Anyway, this is very much a novel of its day as a cast of characters armed with various neuroses and hangups descend on Acapulco in the late winter months. Half of the characters are there to film a movie named "Love, Love" (yes, that's really the name of their movie). You've got the bullying pig-minded producer, the tortured artistic-minded director, and the beautiful lost-soul star with the wayward past. Added to that is a faded, once fabulously wealthy socialite, a bullheaded father and his hippie son, a well-meaning anthropologist and an out-in-the-fringes sketchy forty year old beachboy. Everyone is hellbent on stirring up a potpourri of soapsuds for the sun-baked, nicotine addicted, beach (or poolside) reader of 1971. Hirschfeld's writing is smooth and professional, and damn it, I got sucked into the story. There's a lot of hot sex, wanton abandon, drugs and tripping, social commentary, love, betrayal and all that cool stuff going on.

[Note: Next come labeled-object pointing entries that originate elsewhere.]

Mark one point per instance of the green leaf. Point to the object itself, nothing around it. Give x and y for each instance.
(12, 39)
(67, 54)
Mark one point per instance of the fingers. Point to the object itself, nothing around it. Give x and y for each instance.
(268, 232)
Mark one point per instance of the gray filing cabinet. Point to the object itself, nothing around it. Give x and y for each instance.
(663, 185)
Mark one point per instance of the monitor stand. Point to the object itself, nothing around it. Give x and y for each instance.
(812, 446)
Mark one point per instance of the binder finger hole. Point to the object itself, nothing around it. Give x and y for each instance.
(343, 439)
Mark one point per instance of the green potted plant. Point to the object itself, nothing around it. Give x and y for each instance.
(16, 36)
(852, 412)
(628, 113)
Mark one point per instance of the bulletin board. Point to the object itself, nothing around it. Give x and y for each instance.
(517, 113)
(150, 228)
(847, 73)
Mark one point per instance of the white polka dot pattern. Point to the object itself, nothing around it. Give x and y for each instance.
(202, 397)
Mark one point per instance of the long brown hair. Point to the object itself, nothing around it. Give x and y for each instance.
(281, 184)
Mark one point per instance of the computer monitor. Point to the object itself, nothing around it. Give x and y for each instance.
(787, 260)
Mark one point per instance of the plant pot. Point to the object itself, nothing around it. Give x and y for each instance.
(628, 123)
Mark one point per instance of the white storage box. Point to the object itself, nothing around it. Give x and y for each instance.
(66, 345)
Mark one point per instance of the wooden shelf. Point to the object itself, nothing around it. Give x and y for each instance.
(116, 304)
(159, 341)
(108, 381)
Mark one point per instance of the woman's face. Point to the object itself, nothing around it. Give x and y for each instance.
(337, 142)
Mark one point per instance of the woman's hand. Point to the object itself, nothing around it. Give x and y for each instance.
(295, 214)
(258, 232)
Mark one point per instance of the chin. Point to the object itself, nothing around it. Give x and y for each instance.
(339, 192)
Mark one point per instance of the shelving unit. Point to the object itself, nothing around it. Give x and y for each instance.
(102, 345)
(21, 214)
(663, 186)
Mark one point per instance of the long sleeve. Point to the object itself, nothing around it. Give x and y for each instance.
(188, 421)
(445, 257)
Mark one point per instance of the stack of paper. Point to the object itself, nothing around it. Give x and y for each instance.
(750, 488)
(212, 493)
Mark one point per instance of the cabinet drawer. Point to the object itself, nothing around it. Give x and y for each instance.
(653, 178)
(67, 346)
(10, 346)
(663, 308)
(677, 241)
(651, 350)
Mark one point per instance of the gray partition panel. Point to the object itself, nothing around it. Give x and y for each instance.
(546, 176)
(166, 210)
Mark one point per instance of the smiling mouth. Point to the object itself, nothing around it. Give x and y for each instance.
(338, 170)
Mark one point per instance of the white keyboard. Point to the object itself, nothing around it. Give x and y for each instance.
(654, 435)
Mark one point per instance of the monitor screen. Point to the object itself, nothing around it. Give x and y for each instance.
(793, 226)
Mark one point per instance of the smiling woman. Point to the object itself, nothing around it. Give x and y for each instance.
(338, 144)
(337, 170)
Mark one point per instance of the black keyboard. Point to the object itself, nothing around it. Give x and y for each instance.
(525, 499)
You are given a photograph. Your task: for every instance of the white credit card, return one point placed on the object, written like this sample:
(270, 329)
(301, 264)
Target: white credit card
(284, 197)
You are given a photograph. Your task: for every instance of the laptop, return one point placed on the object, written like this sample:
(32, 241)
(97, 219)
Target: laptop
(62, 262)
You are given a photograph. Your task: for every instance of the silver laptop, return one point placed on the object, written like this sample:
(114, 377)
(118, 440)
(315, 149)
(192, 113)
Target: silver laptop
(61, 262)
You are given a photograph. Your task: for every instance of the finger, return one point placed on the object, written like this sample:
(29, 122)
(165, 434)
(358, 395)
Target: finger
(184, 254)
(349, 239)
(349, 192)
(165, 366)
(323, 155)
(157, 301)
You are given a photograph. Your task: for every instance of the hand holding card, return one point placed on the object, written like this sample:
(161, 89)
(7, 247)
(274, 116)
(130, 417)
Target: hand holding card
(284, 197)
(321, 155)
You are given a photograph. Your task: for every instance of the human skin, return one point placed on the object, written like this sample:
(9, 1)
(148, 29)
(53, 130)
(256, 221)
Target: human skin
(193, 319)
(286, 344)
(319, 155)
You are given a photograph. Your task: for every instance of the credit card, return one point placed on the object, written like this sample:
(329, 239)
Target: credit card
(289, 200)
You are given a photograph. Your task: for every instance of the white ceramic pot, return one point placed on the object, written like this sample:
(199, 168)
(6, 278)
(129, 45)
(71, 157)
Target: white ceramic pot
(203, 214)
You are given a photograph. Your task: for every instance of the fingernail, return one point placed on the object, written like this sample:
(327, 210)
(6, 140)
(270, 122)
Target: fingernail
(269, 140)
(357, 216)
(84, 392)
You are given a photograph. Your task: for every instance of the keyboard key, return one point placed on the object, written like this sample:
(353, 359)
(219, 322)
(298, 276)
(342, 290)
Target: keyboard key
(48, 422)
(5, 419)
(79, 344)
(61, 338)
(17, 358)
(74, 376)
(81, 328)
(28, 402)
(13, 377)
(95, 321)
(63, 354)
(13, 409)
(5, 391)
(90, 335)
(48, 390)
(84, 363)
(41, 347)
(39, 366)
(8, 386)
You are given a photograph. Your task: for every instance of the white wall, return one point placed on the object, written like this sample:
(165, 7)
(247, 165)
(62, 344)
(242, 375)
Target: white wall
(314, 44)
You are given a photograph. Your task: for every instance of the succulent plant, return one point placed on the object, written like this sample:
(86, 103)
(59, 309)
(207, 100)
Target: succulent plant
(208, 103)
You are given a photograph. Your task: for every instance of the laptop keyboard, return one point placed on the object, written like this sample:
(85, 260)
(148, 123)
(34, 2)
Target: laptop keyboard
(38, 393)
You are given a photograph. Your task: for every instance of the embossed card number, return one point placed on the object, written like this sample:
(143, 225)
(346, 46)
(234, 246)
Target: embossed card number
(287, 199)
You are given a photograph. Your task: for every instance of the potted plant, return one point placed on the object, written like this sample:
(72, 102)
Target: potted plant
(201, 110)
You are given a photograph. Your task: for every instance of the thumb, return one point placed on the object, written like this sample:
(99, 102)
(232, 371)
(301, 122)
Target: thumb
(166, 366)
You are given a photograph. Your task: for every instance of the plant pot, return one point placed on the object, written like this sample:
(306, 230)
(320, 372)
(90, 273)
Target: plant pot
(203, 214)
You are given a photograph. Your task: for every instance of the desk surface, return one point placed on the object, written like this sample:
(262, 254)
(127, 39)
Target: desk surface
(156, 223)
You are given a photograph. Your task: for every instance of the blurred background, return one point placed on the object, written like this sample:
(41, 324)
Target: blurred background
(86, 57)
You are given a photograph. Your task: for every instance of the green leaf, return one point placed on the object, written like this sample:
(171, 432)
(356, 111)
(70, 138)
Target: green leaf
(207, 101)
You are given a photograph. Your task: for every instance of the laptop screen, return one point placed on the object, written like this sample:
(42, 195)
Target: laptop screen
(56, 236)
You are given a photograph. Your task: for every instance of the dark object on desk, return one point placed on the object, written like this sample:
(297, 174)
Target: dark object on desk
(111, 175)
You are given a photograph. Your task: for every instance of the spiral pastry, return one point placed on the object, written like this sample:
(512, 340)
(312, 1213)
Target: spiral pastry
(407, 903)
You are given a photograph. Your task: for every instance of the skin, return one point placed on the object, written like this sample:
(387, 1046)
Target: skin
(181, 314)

ACAPULCO is a relic of a genre that is gone away and forgotten in the cynical world of commercial publishing today. Whatever, I'll take this stuff over most of that oh-so-earnest hi-falutin modern lit of guilt-addled professional suburban urbanites of the 2000s anytime. You know the ones I'm referring to...they buy movie tickets from their smartphones, order lattes from the drive-thru and ponder subjects like whether Nick Carraway is gay or not. (I just can't resist that last jab!)